Thursday, January 29, 2009

Economic/Social

This time of year two divergent discourses about the state of the world and the direction it should take compete with each other at the transplanetary level. The goliath World Economic Forum is as old and as establishment as the World Social Forum is gauche and alternative. The former traces its roots to European business elites powwowing up the Swiss mountains in the 1970s, the latter to the unprecedented solidarity of the world’s social movements in the run up to the 1999 WTO summit in Seattle.

The motor of the world’s economic logic has truly made everything go global. Work, culture, people, money, commodities, crises, terror, climate change, resources, solutions, ideals, life, love, hope. From its birthplace in the British Isle five centuries past, Capitalism has proven to be an enduring means with which humanity produces and reproduces its reason for being. Much to the dismay of Uncle Karl, Capitalism is here to stay for as long as its contradictions are regulated by the institutions which govern the world today. Times like these call for deep soul-searching, when the system is ululating its swan’s song, the rot of its innards exposed for all to see. Where has history taken us? And do we want those who are yet born to tread the same path? When we have produced and consumed all the Earth can offer, where to next?

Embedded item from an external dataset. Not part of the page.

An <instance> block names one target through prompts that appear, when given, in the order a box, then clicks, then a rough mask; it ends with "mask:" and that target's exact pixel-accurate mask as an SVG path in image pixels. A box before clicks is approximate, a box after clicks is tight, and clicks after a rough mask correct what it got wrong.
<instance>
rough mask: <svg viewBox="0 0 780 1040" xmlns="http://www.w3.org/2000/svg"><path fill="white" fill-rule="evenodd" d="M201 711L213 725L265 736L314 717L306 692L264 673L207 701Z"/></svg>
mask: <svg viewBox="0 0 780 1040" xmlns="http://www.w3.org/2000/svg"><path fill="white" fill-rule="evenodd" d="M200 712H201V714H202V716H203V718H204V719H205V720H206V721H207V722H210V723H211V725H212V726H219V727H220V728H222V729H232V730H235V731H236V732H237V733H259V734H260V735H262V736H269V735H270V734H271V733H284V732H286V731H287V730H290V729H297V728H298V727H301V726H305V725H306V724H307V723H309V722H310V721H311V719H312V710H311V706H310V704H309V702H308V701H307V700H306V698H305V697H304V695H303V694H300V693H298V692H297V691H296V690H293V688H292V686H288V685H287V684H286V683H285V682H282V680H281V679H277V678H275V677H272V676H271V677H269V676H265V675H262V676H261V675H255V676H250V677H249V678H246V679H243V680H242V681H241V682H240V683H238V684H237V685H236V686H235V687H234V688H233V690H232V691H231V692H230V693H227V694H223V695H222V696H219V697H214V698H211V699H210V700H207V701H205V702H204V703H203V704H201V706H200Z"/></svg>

The dynamism with which the machine has created all the wonders of the modern age all came at a price. As the world has never been more materially abundant, so too has it seen the wretched multiply. Do we really need all that we have? And must we continue to pay such a steep price to acquire them? At what price security? At what price borders? At what price silly comforts? At what price the blemish-free banana?

All that was solid has melted into air. The tangibility of the modern age now rests on the liquidity of the new age. Capital is disperse, the State a lean, mean enforcing machine, and Labor is now scouring the Earth for livelihood. Even the inert is now open for pillage by marauding opportunists. Land for lease, if not for sale. Classes lay horizontal, alliances traversing borders. The money-mongers in this Third World hole now have more in common with the ones in London than with the Filipino hawking his goods down the street.

In Davos meet the alliances of those who own and run the world, in Brazil those who yearn for an alternative. Ensconced in their snowy enclave CEOs, Prime Ministers, financiers, media moguls and global institutions assess the damage they have wrought and seek to find a remedy. The usual band-aid measures may no longer suffice as we hemorrhage, and hemorrhage. In Belém 100,000 converge to once more lay claim to the global public sphere and to manifest the need for a more democratic means with which we govern ourselves and with which we steward the planet to equitably and sustainably partake of its wealth.